Dallas

Foreclosed Downtown Dallas Tower Back on the Block for Big-Time Makeover

AI Assisted Icon
Published on December 08, 2025
Foreclosed Downtown Dallas Tower Back on the Block for Big-Time MakeoverSource: Google Street View

An 18-story midcentury office tower in the heart of downtown Dallas is back in play, this time pitched as a full-on redevelopment bet. The building at 211 N. Ervay is being marketed as a blank-slate conversion candidate for multifamily, hotel or some mix of both, leaning into the wave of investment rolling through the nearby Convention Center district.

Owner Thistle Creek Capital has tapped Avison Young to advise on and broker the sale of 211 North Ervay, with Mike B. Kennedy, James Nelson, Erik Edeen and Sullivan Johnston leading the charge, according to ConnectCRE. The team is framing the asset as a repositioning and adaptive-reuse play aimed squarely at institutional buyers and seasoned developers.

The tower spans roughly 184,793 square feet over 18 floors and first opened in 1958, with a significant renovation wrapped up in 2014, per the property record.
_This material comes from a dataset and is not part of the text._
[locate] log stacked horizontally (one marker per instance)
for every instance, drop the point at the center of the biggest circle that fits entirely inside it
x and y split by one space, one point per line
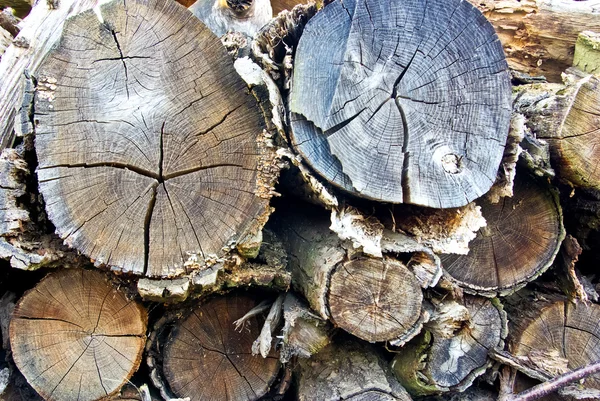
408 250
The listing on LoopNet routes inquiries to Avison Young and notes the property officially hit the market earlier this month.

Redevelopment Incentives And Zoning

The site is zoned CA-1, a flexible category that allows for multifamily, hotel, hybrid hotel-apartment concepts and updated office formats. That range of options gives potential buyers multiple paths through the entitlement process. The offering is also being floated with possible sweeteners such as historic tax credits and low-income housing tax credits (LIHTC) to help blunt the cost of a full conversion, according to ConnectCRE.

Recent Ownership And Foreclosure Background

211 N. Ervay landed in Thistle Creek’s hands after a foreclosure auction, effectively unwinding a previous conversion push led by local syndicator Kenny Wolfe. The Real Deal reported that Thistle Creek Capital picked up the tower with an $8 million credit bid at a February 2024 foreclosure sale, following the collapse of Wolfe’s planned 238-unit residential conversion.

Why Developers Are Watching Downtown

The real hook here is location. The building sits a short walk from the Kay Bailey Hutchison Convention Center, which is in the middle of a massive $3.7 billion expansion that city officials say will reshape the Convention Center district through the end of the decade. The size of that project, plus other downtown investments, is a key part of the sales pitch to buyers who are effectively betting on stronger hotel, meeting and entertainment demand in the years ahead, according to The Dallas Morning News.

What’s Next For The Building

Avison Young is presenting 211 N. Ervay as conversion-ready, but the brokers are keeping the asking price under wraps for now. The firm is targeting institutional investors and developers willing to pair CA-1 zoning flexibility with tax-credit financing to make the numbers work. Interested buyers are being funneled to Avison Young’s marketing team as they run the math on renovation costs and entitlement timelines, according to The Real Deal.